Tanto Stone como Putin morrem de medo de muçulmanos, detalhe que facilita muito a conversa. No primeiro episódio, Stone informa Putin que William J. Casey, diretor da CIA nos anos 80, tinha um projeto de "estimular os muçulmanos no Cáucaso, na Ásia Central". (Pelo visto o norte-americano não sabe que o Cáucaso e a Ásia Central são duas regiões completamente diferentes, separadas por centenas de quilômetros.) 

No 2º episódio, Stone é solidário: "Você mencionou há pouco que a população branca étnica russa está diminuindo", diz, dando a impressão de achar que a Rússia está em perigo. Mas Putin tem boas notícias: "Felizmente conseguimos reverter a situação. Há três anos registramos um crescimento na população, inclusive nas regiões que são historicamente de maioria étnica russa." O presidente consegue parecer o salvador da raça branca. 

4ª condição: falta de capacidade ou vontade de distinguir fatos da ficção

Ao longo de todas as entrevistas, Stone parece fazer perguntas pré-combinadas, provavelmente elaboradas pelos assistentes do russo. Tal previsibilidade também é o padrão da coletiva anual que o líder promove com a imprensa de seu país. 

No primeiro episódio, por exemplo, Stone, depois de se enrolar com uma série de detalhes biográficos errados, do nada pergunta a Putin sobre as tentativas de assassinato contra sua pessoa. "Foram mais do que contra Fidel Castro, não? Eu sei de pelo menos cinco", exclama, confiante. O que é extraordinário, já que os jornalistas que cobrem Putin – eu, inclusive – não sabem de cinco, quatro ou mesmo uma única tentativa de assassinato contra o presidente (embora as autoridades russas aleguem ter desbaratado uma ou duas tentativas). Entretanto, Putin não parece nem um pouco surpreso com a menção e responde tranquilamente. 

Não devia ser surpresa para ninguém o fato de Stone se mostrar disposto a fazer o jogo do Kremlin. Ao longo de todo o programa, ele usa imagens de longas-metragens – filmes sobre a Segunda Guerra Mundial e até o seu próprio drama, "Snowden" – como se fossem documentários. 

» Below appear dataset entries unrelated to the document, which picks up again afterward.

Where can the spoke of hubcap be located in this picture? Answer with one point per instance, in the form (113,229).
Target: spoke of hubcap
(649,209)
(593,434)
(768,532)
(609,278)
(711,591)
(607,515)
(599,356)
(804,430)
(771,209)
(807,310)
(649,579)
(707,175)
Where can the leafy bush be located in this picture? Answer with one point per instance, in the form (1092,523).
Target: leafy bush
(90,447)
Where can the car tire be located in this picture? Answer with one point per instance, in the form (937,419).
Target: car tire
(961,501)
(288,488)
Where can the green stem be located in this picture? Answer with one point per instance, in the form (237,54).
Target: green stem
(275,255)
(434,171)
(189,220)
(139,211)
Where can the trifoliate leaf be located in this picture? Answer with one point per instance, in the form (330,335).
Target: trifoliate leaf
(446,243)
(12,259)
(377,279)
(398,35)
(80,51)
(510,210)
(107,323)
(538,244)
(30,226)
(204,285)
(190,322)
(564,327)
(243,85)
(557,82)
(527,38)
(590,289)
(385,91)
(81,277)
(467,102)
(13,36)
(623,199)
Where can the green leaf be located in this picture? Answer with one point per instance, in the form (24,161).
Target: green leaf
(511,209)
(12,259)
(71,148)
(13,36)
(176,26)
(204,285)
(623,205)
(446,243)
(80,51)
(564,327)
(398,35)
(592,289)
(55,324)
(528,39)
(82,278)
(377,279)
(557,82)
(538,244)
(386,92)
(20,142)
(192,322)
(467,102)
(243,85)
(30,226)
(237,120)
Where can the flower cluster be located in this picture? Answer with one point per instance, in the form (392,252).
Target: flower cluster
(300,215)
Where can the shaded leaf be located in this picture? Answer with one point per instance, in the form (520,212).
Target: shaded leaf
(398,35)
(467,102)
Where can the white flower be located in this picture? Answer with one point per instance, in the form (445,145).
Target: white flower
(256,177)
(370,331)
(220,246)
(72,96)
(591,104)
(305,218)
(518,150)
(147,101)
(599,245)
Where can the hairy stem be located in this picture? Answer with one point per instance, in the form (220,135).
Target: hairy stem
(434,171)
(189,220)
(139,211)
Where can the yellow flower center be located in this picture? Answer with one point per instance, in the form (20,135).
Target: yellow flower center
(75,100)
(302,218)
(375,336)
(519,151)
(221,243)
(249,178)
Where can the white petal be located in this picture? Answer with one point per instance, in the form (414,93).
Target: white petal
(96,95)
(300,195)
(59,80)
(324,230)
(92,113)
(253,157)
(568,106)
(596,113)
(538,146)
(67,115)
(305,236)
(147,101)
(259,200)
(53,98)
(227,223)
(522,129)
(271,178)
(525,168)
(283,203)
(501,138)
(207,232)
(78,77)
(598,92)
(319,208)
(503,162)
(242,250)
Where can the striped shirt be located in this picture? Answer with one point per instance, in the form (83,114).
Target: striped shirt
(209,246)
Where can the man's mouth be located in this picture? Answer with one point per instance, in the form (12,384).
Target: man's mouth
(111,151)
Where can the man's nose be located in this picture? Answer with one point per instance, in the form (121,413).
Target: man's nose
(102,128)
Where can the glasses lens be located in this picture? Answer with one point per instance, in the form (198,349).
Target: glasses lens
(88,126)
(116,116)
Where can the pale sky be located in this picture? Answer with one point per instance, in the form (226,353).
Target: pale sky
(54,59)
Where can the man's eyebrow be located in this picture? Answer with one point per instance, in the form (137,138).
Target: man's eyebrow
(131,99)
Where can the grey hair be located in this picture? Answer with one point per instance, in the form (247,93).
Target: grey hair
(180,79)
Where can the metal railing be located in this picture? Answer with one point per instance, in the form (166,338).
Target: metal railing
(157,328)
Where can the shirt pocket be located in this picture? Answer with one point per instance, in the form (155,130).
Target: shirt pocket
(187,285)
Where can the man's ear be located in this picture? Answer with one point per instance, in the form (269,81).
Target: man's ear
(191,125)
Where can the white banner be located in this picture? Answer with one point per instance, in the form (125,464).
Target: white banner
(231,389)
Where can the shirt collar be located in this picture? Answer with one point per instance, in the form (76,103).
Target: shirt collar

5ª condição: neutralidade moral

Para exercitar a ignorância, o preconceito racista, o amor pelo poder e a total desconsideração com a realidade dos fatos, é preciso viver em um mundo onde tudo pode significar qualquer coisa e nada é garantido. 

Um comentário no quarto episódio ilustra bem como a coisa funciona. Putin diz: "Stálin foi o produto de uma época; podem demonizá-lo o quanto for ou, pelo contrário, exaltar suas contribuições à vitória contra o nazismo, mas as críticas excessivas não deixam de ser uma maneira de atacar a União Soviética e a Rússia, sugerindo que o país carrega as marcas do stalinismo. Todo mundo tem alguma marca, sofre algum tipo de interferência, e daí?". 

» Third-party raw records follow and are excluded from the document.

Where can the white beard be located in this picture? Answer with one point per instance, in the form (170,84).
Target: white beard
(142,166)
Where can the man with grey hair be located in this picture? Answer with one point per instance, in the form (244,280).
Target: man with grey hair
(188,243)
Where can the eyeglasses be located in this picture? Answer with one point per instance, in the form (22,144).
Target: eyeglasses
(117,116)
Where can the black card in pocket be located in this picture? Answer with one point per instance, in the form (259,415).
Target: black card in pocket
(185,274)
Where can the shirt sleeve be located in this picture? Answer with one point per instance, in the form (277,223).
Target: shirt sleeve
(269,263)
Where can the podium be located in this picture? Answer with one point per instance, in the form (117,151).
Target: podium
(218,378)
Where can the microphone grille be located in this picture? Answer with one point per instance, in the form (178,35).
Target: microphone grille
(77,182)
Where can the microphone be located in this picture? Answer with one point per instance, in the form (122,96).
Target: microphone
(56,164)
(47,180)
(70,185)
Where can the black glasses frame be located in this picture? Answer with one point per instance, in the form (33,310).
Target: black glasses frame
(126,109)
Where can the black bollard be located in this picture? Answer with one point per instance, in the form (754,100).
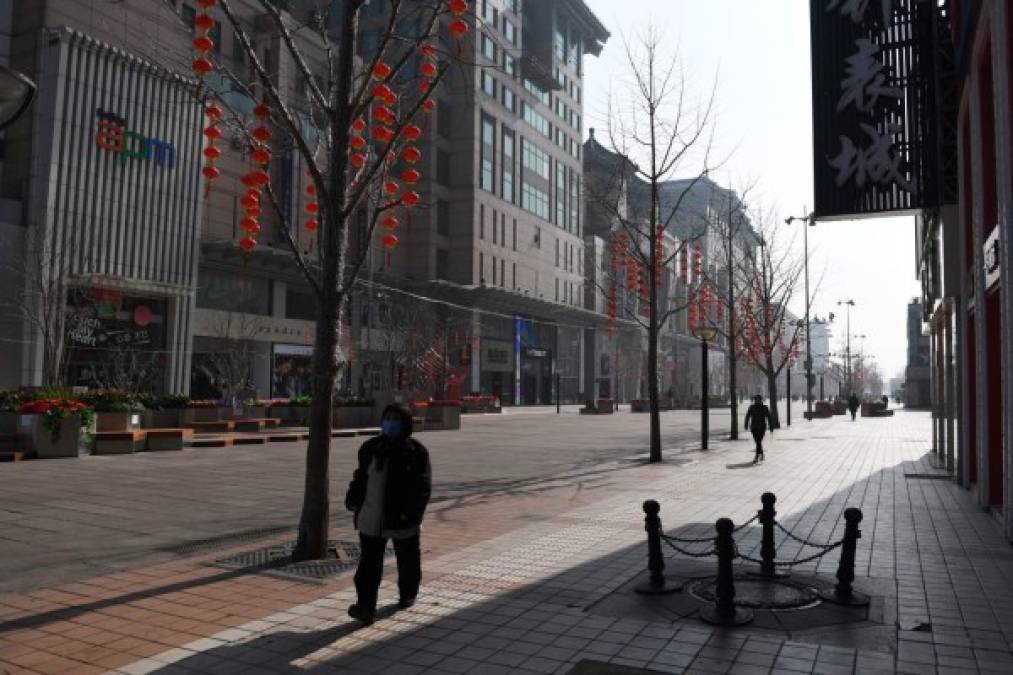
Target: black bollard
(657,583)
(843,593)
(724,611)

E daí que a Rússia cada vez mais idolatra o homem que matou milhões de cidadãos soviéticos e confinou outros tantos a campos de concentração, não é mesmo? Pelo visto, isso não significa nada. "Seus pais o admiram, né?", pergunta Stone. "É claro", responde Putin. 

É óbvio que Oliver Stone não é Donald Trump, mas divide com ele a mesma visão e forma de se movimentar no mundo, além de se dar ao luxo de insistir nessa maneira de ser – e fazer dela um espetáculo. 

*Masha Gessen, autora de "The Man Without a Face: The Unlikely Rise of Vladimir Putin", é contribuidora da coluna de opinião.